# Fine-tuning Llama 3.2 with Vision Capabilities - Model Training and Inference

## Introduction

In this notebook, we'll use the data prepared in the previous notebook to fine-tune a Llama 3.2 multi-modal model using Amazon Bedrock. After fine-tuning, we'll test the model's performance using the test dataset.

## Setup

First, let's install and import the necessary libraries:

In [None]:
# Install required libraries
%pip install --upgrade pip
%pip install boto3 pillow tqdm matplotlib --upgrade --quiet

In [None]:
# Restart kernel to ensure updated packages take effect
from IPython.core.display import HTML
HTML("<script>Jupyter.notebook.kernel.restart()</script>")

In [None]:
import boto3
import os
import json
import time
import base64
import io
import matplotlib.pyplot as plt
from PIL import Image
from tqdm.notebook import tqdm
import warnings
warnings.filterwarnings('ignore')

In [None]:
# Set AWS region
region = "us-west-2"  # Llama 3.2 fine-tuning is only available in us-west-2

# Create AWS clients
session = boto3.session.Session(region_name=region)
s3_client = session.client('s3')
bedrock = session.client(service_name="bedrock", region_name=region)
bedrock_runtime = session.client(service_name="bedrock-runtime", region_name=region)

In [None]:
# Retrieve stored variables from previous notebook
%store -r bucket_name
%store -r train_data_uri
%store -r validation_data_uri
%store -r test_data_uri
%store -r role_arn
%store -r role_name
%store -r policy_arn

print(f"Bucket name: {bucket_name}")
print(f"Training data URI: {train_data_uri}")
print(f"Validation data URI: {validation_data_uri}")
print(f"Role ARN: {role_arn}")

## Create Fine-tuning Job

Now, we'll create a fine-tuning job for the Llama 3.2 multi-modal model:

In [None]:
# Generate a timestamp for unique naming
timestamp = time.strftime("%Y-%m-%d-%H-%M-%S")

# Define job parameters
job_name = f"llama32-multimodal-ft-{timestamp}"
custom_model_name = f"llama32-multimodel-{timestamp}"
base_model_id = "meta.llama3-2-90b-instruct-v1:0:128k"  # Llama 3.2 vision model ID

# Define hyperparameters
hyperparameters = {
    "epochCount": "2",       # Number of training epochs
    "batchSize": "1",        # Batch size for training
    "learningRate": "0.00001"  # Learning rate
}

# Define output location
output_s3_uri = f"s3://{bucket_name}/output/"

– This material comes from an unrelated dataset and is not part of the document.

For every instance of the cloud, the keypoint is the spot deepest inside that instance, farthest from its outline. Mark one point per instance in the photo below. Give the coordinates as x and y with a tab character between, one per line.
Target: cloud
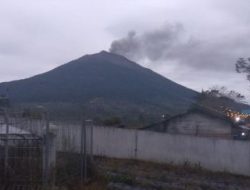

# Create validation data config
validation_data_config = {
    "validators": [{
        "s3Uri": validation_data_uri
    }]
}

In [None]:
# Create fine-tuning job
try:
    response = bedrock.create_model_customization_job(
        customizationType="FINE_TUNING",
        jobName=job_name,
        customModelName=custom_model_name,
        roleArn=role_arn,
        baseModelIdentifier=base_model_id,
        hyperParameters=hyperparameters,
        trainingDataConfig={"s3Uri": train_data_uri},
        validationDataConfig=validation_data_config,
        outputDataConfig={"s3Uri": output_s3_uri}
    )
    
    # Get job identifier
    job_arn = response["jobArn"]
    print(f"Fine-tuning job created: {job_arn}")
    
except Exception as e:
    print(f"Error creating fine-tuning job: {e}")

## Monitor Job Status

Let's monitor the status of our fine-tuning job:

<div style="
    background-color: #fcf8e3; 
    color: #8a6d3b;
    padding: 15px;
    margin-bottom: 20px;
    border: 1px solid #faebcc;
    border-radius: 4px;
    font-family: 'Helvetica Neue', Helvetica, Arial, sans-serif;">
    <span style="font-weight:bold;">⚠️ Warning:</span> 
    <p>Fine-tuning jobs for Llama 3.2 multi-modal models may take <b>several hours to complete</b>. 
    The exact duration depends on your dataset size, model parameters, and current training resource availability.</p>
</div>

In [None]:
# Function to check job status
def check_job_status(job_arn):
    response = bedrock.get_model_customization_job(jobIdentifier=job_arn)
    return response["status"]

# Get current job status
current_status = check_job_status(job_arn)
print(f"Current job status: {current_status}")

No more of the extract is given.